The present study relied on self-report data from parents which is subject to response bias, social desirability and misunderstanding or misinterpretation of questionnaire items. Parents of children aged seven years and above were asked to encourage their child to complete the SCAS-child questionnaire. Although they were asked not to intervene with child responses, simply by being asked to complete the questionnaire by their parents could have introduced bias into children’s responses. The first author (CJ) delivered the intervention, conducted interviews, collected and analysed data, which may also have introduced bias in participants’ responses.

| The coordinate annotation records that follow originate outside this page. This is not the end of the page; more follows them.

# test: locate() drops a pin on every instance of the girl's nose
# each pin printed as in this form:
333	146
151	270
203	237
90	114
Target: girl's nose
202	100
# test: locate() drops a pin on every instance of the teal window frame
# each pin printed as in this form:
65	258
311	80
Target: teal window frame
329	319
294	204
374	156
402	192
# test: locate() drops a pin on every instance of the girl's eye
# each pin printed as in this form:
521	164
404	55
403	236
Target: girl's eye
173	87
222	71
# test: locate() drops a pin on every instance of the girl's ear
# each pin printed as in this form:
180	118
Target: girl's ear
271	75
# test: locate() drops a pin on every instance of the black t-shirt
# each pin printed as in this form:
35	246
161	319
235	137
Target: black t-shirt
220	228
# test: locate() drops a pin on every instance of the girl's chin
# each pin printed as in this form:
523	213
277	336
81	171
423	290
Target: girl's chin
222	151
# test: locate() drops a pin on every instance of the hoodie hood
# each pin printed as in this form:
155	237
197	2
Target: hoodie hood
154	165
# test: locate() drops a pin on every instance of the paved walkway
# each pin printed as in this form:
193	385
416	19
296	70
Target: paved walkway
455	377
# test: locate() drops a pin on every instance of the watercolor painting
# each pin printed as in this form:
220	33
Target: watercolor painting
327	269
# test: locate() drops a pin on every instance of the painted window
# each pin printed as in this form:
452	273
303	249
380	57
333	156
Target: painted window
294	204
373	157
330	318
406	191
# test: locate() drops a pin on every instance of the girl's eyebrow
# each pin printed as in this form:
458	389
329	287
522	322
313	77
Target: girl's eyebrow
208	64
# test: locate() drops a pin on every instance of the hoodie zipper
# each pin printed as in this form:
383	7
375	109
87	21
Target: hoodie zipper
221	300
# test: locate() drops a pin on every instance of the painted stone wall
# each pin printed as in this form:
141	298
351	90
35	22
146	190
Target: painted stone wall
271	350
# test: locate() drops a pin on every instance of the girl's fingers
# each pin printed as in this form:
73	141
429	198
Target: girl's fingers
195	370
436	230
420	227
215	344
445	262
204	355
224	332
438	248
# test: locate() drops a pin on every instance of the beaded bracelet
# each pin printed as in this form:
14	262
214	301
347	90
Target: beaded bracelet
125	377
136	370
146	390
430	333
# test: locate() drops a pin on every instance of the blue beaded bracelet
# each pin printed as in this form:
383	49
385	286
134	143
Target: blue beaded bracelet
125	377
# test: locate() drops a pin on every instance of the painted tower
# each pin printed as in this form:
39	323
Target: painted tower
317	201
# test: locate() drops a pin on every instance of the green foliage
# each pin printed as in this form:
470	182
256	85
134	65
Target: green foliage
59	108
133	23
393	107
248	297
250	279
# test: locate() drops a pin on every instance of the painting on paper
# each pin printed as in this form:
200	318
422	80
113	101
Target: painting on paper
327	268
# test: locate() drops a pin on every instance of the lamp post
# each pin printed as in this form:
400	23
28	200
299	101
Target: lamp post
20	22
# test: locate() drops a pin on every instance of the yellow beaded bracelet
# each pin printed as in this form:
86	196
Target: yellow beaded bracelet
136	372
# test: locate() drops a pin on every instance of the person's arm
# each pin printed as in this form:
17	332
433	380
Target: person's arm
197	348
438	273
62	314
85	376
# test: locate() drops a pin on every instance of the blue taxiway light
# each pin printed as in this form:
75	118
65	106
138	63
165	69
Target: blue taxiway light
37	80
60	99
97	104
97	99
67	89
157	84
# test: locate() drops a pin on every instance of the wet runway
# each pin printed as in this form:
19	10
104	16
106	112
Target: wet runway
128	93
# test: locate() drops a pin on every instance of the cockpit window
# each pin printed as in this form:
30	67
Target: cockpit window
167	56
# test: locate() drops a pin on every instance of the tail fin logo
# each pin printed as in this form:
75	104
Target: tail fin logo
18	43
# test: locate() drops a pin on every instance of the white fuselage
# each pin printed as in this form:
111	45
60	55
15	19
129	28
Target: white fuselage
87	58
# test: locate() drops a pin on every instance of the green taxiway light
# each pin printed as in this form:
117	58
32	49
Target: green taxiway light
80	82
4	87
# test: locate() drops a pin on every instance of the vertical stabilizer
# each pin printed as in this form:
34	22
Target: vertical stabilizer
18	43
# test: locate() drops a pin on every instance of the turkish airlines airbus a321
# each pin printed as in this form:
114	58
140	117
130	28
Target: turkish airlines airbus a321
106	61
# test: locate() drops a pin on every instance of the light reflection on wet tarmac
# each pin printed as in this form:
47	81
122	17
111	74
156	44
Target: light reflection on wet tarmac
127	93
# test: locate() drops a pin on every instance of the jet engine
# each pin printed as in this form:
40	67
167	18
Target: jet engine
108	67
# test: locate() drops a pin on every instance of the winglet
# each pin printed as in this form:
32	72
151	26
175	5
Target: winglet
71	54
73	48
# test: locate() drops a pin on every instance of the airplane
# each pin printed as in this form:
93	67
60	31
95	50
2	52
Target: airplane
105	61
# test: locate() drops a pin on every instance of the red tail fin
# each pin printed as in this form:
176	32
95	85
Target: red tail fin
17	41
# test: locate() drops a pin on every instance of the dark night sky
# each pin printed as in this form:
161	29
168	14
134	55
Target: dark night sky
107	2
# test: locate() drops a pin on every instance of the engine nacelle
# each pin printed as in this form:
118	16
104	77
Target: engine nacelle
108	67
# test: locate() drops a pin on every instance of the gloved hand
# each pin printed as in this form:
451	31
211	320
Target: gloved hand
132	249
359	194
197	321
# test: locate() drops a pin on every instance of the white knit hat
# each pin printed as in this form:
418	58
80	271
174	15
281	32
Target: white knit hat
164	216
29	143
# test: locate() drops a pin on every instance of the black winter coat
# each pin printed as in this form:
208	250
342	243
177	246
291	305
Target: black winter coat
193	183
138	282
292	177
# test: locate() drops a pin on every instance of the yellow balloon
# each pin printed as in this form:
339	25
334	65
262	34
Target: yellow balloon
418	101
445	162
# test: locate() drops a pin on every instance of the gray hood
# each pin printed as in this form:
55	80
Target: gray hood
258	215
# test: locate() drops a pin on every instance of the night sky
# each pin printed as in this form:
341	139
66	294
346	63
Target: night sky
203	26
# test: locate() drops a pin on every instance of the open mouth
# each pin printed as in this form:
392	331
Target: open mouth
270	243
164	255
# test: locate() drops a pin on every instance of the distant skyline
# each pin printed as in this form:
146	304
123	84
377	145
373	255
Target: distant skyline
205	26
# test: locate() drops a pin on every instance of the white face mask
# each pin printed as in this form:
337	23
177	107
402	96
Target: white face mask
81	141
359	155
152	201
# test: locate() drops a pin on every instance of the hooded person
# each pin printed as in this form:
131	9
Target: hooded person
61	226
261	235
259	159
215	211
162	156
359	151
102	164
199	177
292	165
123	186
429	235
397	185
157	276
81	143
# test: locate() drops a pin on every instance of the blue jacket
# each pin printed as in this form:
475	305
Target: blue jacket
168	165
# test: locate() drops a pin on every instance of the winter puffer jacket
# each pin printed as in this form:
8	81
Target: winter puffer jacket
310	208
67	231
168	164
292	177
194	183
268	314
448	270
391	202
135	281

Clinical Implications and Future Research

This study should be considered in the context of the UK’s national focus on early intervention and prevention in children and young people’s mental health (Department of Health & Department for Education, 2017). The results demonstrate that a brief cognitive behavioural group intervention is feasible and acceptable for parents of children experiencing anxiety in the absence of a diagnosed anxiety disorder. This brief intervention could increase accessibility and improve parent engagement in psychological support for their child. This intervention may be particularly useful for parents who may find it difficult to access CAMHS, yet still feel that they need help. Preliminary analysis also indicates that this intervention may have potential clinical benefits in reducing child symptoms of anxiety. This intervention may be a useful waiting list intervention, preparing families for accessing psychological therapy, increasing parent efficacy in managing anxiety, and perhaps in some cases resulting in no further need of services.

Next steps for research should involve the development of a larger pilot trial of this group interventions for parents. This would need to consider feasibility of trial processes including use of a control group, randomisation, blinding and a longer term follow-up, which were not investigated within this initial study. It is important to consider how the intervention should be offered in a future trial to better understand the feasibility of an online intervention beyond the current context, where lockdown restrictions made online delivery the only available option for parents. A future trial could also evaluate the cost-effectiveness of the intervention to provide further data on the feasibility of a group intervention. This trial should recruit a larger, more diverse sample with an aim to include more fathers in the overall sample. A larger, more representative sample could increase the reliability of the clinical outcomes. Inclusion of a long-term follow up of six months would be beneficial in order to identify any long-lasting clinical benefits of the intervention, including whether child-rated outcomes show more change over time as parents have more opportunities to implement strategies.


This feasibility and acceptability study has demonstrated the potential for a brief cognitive behavioural group intervention, delivered exclusively to parents of children experiencing anxiety. Participant retention rates and satisfaction scores were high. Calculated effect sizes indicated reductions in child anxiety symptoms rated by both parents and children, suggesting that the intervention may have potential clinical benefits. However, a definitive trial with a larger sample size is required to further investigate these preliminary findings.